Interior chimney pipe is designed to radiate heat to the inside of the room. It is thin walled, typically 18- or 24-inch sections. The exterior pipe is insulated, double or triple walled and designed to retain the heat to protect roofing and siding. They both separate the same way. Over time, creosote, a thick black gunk, builds up in your chimney pipe and you can't remove it unless you separate the pipe to get access to the pipe interior. It's easier than it looks.
Loosen and remove two pairs of small screws, one at the top and one at the bottom, of one section of pipe using a small screwdriver. It doesn't matter which section you choose.
Put on some gloves and grab the pipe with both hands. Twist it back and forth. If it will not twist, bump it side to side with your palms until you hear a gritty sound, which means you have broken the creosote from the inside. Twist it back and forth again until it moves slightly.
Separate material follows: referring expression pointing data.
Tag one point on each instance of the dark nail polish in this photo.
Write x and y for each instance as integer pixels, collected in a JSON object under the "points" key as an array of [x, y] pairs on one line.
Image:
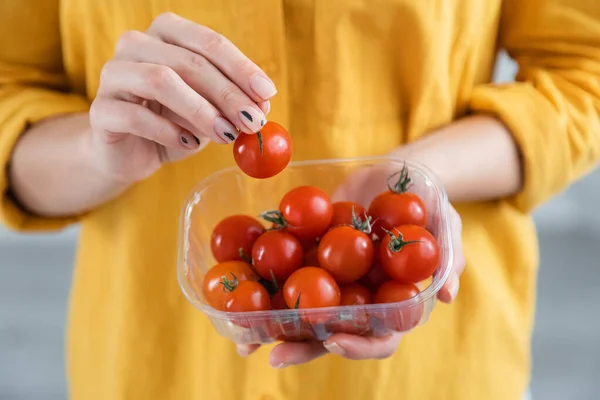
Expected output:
{"points": [[247, 115]]}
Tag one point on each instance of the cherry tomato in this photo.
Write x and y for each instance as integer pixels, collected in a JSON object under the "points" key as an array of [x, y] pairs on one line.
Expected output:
{"points": [[354, 294], [311, 258], [342, 213], [346, 253], [232, 234], [304, 211], [277, 302], [397, 207], [276, 254], [399, 320], [215, 285], [376, 275], [409, 254], [311, 287], [248, 296], [267, 159]]}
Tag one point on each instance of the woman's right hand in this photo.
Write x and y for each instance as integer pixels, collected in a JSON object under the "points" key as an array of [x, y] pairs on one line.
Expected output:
{"points": [[167, 92]]}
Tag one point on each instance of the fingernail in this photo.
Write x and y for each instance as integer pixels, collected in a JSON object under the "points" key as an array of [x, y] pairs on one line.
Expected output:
{"points": [[454, 286], [188, 140], [225, 130], [335, 348], [253, 118], [262, 86]]}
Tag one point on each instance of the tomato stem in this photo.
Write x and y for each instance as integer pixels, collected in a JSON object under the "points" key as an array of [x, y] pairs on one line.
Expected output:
{"points": [[357, 223], [245, 257], [297, 303], [229, 285], [403, 182], [397, 243], [274, 217], [259, 136]]}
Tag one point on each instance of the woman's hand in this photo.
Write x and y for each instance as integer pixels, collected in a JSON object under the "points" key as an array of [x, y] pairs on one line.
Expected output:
{"points": [[170, 90], [362, 188]]}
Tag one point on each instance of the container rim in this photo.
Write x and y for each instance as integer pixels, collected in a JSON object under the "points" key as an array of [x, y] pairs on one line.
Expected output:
{"points": [[439, 278]]}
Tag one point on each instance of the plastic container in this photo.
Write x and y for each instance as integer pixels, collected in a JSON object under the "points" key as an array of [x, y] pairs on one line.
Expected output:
{"points": [[231, 192]]}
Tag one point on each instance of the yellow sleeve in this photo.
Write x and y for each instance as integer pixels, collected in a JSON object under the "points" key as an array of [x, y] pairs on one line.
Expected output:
{"points": [[33, 86], [553, 108]]}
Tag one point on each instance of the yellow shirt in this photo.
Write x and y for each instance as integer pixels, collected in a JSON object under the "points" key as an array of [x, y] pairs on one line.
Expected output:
{"points": [[355, 78]]}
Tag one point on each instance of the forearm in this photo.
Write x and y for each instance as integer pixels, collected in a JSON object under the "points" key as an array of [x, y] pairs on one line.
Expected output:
{"points": [[51, 172], [475, 158]]}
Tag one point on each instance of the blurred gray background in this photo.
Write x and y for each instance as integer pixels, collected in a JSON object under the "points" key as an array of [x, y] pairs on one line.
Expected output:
{"points": [[35, 276]]}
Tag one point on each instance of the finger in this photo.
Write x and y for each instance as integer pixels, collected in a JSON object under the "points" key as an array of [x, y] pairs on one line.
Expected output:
{"points": [[292, 353], [198, 73], [363, 348], [244, 350], [199, 39], [116, 116], [160, 83]]}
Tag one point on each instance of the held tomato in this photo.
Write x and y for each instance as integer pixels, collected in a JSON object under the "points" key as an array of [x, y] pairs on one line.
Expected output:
{"points": [[248, 296], [376, 275], [397, 207], [276, 254], [409, 254], [311, 287], [304, 211], [265, 154], [342, 212], [215, 281], [346, 253], [232, 234], [353, 294]]}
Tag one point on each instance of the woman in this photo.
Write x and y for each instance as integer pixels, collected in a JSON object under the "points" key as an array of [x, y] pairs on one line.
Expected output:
{"points": [[111, 111]]}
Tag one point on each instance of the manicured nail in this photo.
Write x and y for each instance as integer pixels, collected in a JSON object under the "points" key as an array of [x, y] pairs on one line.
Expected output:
{"points": [[335, 348], [253, 118], [262, 86], [188, 140], [225, 130], [454, 286]]}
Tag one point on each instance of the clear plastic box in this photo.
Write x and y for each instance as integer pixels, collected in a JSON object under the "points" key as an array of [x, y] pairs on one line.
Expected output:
{"points": [[230, 191]]}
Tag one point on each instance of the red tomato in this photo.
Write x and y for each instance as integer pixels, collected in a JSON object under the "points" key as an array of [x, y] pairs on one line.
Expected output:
{"points": [[376, 275], [311, 287], [342, 213], [409, 254], [232, 234], [399, 320], [248, 296], [276, 254], [397, 207], [354, 294], [304, 211], [265, 154], [311, 258], [215, 283], [346, 253], [277, 302]]}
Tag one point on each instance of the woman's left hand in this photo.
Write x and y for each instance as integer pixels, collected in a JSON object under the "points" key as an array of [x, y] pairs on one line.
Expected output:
{"points": [[357, 347]]}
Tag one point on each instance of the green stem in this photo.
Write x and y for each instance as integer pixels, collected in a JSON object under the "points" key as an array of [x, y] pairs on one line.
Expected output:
{"points": [[397, 243], [403, 182], [229, 285]]}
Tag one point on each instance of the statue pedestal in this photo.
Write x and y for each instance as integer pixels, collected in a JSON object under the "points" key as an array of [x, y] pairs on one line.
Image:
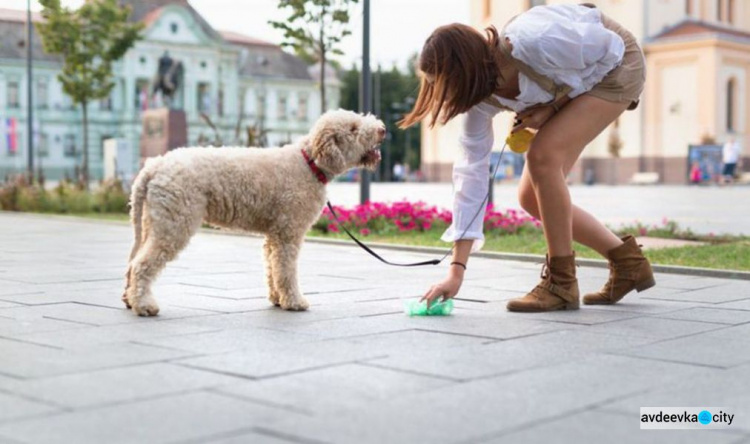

Lift up as you twist the pipe. Bump it side to side, twist and pull up at the same time. The two sections overlap each other typically by only 1/2 inch.
Break one side loose by tipping it sideways and then pull down on the pipe to free it from the one above it. Wiggle and pull the pipe side to side until the top and bottom ends have come loose.
Hold the section diagonally and pull it free from the other two sections. Remove successive screws and pull straight down or straight up to remove each section, one at a time.